Realistic face animation for speech
Prof. Luc van Gool (ETH Zurich, Switzerland and KU Leuven, Belgium)
The realistic animation of faces still is a challenge. We are all
experts in the detection of the slightest deviations from natural
performances, but unfortunately equally bad at pointing out the specific
flaws that gave the animation away. In deciding on an appropriate
approach, there are several choices to be made. Depending on the
flexibility that is needed in integrating the animation in 3D worlds, a
truly 3D approach may be necessary, or a 2D or 2.5D approach may do. We
have chosen a 3D approach. Given this direction, one can distinguish
between work that starts from detailed sub-skin anatomy, or from 3D
exterior appearances. We start from detailed, learned 3D deformations
that are observed during speech. To that end about 20 3D face snapshots
per second have been taken for several test persons, while they were
speaking.
Independent Component Analysis allows for an efficient and
effective representation of the relevant deformation modes. A speech
animation then amounts to varying the IC coefficients appropriately over
time. Starting from aural speech and a transcription from phonemes to
so-called visemes, these variations are determined fully automatically.
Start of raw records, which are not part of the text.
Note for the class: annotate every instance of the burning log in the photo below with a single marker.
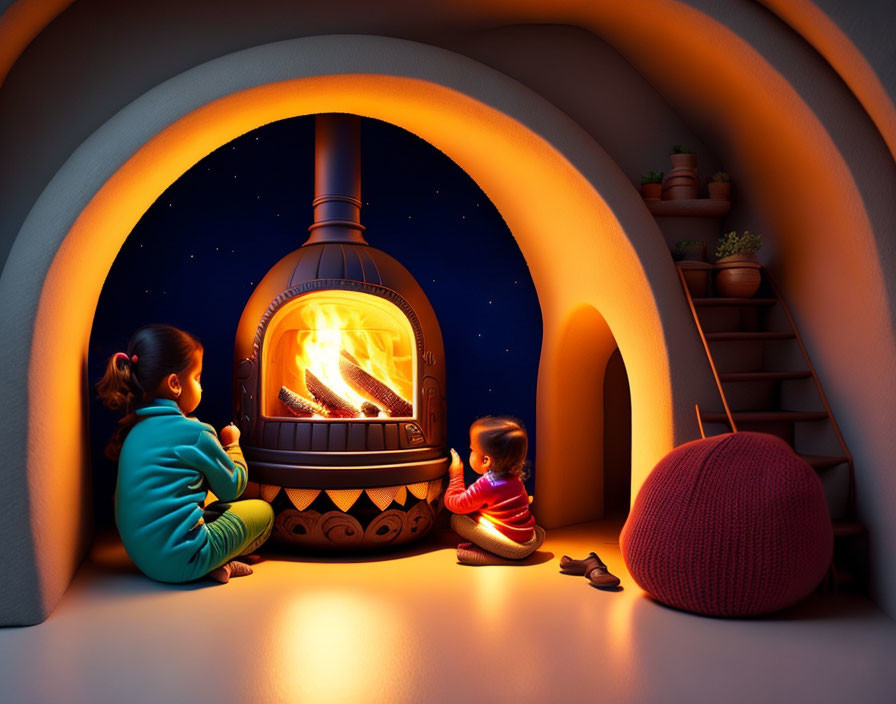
(370, 410)
(297, 405)
(334, 406)
(372, 388)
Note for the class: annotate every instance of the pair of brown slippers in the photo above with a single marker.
(591, 567)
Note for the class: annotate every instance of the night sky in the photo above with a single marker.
(196, 255)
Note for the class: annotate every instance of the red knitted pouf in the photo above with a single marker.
(733, 525)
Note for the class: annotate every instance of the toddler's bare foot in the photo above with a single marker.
(252, 559)
(230, 569)
(474, 555)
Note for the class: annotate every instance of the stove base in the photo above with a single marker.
(324, 526)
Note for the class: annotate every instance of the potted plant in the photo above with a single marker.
(737, 267)
(719, 186)
(681, 183)
(690, 258)
(683, 158)
(652, 185)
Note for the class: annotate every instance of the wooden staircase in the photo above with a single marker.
(767, 383)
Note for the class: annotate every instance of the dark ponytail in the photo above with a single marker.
(132, 379)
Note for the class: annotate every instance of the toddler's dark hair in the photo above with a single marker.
(160, 350)
(504, 439)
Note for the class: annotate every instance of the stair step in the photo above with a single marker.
(764, 376)
(824, 461)
(763, 416)
(734, 301)
(748, 336)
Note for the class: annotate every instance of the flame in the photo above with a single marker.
(312, 331)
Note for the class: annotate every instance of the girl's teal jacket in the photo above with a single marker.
(167, 465)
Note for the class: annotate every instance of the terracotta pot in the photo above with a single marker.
(684, 161)
(680, 184)
(651, 191)
(719, 190)
(738, 276)
(696, 277)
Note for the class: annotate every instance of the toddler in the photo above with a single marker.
(493, 513)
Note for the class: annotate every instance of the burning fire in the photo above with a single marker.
(340, 354)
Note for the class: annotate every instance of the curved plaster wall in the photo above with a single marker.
(539, 168)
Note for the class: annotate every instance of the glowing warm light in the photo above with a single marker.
(333, 646)
(320, 331)
(489, 527)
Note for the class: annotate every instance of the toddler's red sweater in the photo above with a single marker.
(501, 499)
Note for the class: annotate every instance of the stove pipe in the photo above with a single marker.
(337, 180)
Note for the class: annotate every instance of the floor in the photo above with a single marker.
(416, 627)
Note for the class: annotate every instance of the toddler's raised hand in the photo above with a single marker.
(229, 434)
(457, 465)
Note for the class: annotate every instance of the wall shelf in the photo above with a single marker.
(698, 207)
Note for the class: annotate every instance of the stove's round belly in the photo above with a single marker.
(331, 502)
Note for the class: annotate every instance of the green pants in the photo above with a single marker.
(234, 528)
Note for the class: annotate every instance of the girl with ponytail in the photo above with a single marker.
(168, 462)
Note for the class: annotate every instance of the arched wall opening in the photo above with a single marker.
(608, 260)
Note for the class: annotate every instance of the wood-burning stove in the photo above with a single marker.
(340, 377)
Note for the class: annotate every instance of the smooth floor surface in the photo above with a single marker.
(415, 627)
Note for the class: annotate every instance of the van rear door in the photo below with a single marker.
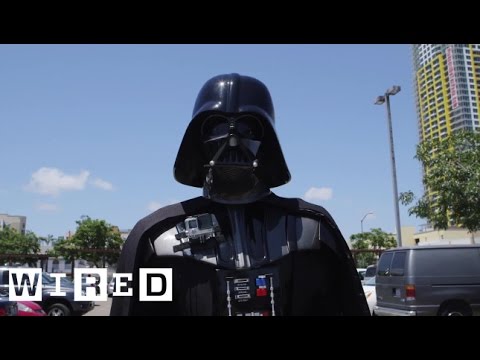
(390, 281)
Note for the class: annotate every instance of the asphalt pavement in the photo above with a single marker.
(102, 308)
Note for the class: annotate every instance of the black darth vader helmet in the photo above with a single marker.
(230, 147)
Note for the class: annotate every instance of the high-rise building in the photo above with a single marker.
(447, 87)
(447, 84)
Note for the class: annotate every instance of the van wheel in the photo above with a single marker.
(58, 310)
(456, 310)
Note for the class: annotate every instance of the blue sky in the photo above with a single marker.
(94, 129)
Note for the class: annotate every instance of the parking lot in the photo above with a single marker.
(102, 308)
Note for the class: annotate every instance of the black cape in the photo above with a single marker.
(138, 249)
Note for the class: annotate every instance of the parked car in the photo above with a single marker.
(29, 308)
(7, 307)
(370, 294)
(54, 305)
(361, 273)
(370, 272)
(111, 287)
(429, 280)
(62, 305)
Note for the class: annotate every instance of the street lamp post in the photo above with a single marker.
(361, 221)
(379, 101)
Co-articulation effects are taken account of as well. Another issue is
to automatically adapt the deformations to the fysiognomy of a face for
which no 3D dynamics could be observed. Our animation pipeline allows to
mix visemes of different test subjects, so that the visemes for a novel
face come closer to those observed from more similar faces. The mix is
determined in Face Space. In this space, also purely synthetic
characters can be produced and subsequently animated.